Bottom Line: If you’ve been thinking about kayaking as a means to snorkel, take pictures, or exercise, a Venus 11 will meet your needs.

Bell Canoe Rob Roy
Length: 15′
Width: 25.5″
Weight: 30 lbs
Material: KevLight (composite layup)
Price: $2,195

Bell Canoe Rob Roy
Bell Canoe Works is known for its canoes, and the Rob Roy is a canoe-esque kayak, very wide and open-decked. Definitely minus the bells and whistles found on other kayaks. The Rob Roy made available for this review was laminated in Bell’s KevLight. In 2006, Bell is also selling the Rob Roy in its durable BlackGold material, which is designed to be both lightweight and abrasion-resistant. Refreshingly clean cut, the Rob Roy has no bulkheads, hatches, bungee cords, rudder, or skeg.
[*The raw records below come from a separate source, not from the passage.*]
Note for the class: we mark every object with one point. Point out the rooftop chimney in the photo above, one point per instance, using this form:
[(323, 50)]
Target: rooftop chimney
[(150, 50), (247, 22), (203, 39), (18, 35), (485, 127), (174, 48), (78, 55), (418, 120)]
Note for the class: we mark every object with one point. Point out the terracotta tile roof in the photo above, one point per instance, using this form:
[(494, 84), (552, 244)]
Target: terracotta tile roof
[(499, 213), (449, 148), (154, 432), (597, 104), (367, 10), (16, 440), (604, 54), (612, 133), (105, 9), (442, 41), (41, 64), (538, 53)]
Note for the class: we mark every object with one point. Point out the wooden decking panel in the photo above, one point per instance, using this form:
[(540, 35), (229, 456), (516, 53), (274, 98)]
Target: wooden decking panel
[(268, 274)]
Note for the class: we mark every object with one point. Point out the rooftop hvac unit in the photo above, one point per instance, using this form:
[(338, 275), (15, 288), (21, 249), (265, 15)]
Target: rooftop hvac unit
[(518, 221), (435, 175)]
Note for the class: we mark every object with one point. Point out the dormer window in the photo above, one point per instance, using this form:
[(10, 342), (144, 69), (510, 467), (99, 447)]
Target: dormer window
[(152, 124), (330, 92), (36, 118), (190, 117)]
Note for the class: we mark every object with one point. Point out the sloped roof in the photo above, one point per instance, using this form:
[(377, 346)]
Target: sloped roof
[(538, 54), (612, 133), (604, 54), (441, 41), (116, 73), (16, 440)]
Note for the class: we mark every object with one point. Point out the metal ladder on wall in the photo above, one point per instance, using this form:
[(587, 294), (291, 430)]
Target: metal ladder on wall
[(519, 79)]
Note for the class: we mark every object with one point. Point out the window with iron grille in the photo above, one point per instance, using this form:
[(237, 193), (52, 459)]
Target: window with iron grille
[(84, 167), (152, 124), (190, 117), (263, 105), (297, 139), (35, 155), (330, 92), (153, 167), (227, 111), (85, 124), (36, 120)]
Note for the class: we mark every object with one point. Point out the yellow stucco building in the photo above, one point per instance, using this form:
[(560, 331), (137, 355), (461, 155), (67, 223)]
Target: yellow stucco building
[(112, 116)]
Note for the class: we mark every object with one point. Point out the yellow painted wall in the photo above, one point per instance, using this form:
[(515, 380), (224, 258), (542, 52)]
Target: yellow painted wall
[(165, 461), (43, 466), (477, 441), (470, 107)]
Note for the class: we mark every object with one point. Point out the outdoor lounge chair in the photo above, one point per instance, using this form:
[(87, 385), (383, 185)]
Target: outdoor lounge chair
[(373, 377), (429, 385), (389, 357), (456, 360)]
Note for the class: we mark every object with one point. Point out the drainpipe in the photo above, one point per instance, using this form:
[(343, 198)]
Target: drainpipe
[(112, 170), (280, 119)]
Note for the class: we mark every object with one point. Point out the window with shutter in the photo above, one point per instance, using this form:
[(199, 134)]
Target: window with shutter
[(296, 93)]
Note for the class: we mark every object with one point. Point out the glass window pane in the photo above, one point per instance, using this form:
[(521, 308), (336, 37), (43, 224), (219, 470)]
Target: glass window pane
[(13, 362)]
Inside there are foot pegs, a seat with padding and a backrest, and plenty of room to carry drybags. There are cord carry toggles on the bow and stern. It is extremely lightweight, an easy single carry.
Bottom Line: The Rob Roy is a beautiful piece of workmanship that may appeal to both canoeists and kayakers.

Bic Yakka

Length: 9′ 4″
Width: 30″
Weight: 48.5 lbs
Material: Polyethylene hull
Price: $599

Bic Yakka
The Yakka is a cross between a hardshell sit-on-top and an inflatable. The cool thing is that it folds into two pieces. The bow and stern ends meet and clip together. Unclip to unfold and you’ll see an aluminum bar that unscrews to slide over the seam in the hull. Rescrew the bar into place and the hull won’t fold on you while you’re paddling. Then inflate the canvas sides, and within a matter of minutes you’re ready to paddle. The polyethylene hull provides the rigidity normally found with hardshell kayaks. The canvas sides are attached all the way around the top of the hard shell. The air valves are covered by a neoprene patch. There is a little wheel on one end of the Yakka, but it is best wheeled on pavement; you won’t get far on sand or pebbles.

Bottom Line: Short of storage space? The Yakka is a solidly constructed and smartly conceived foldable recreational kayak.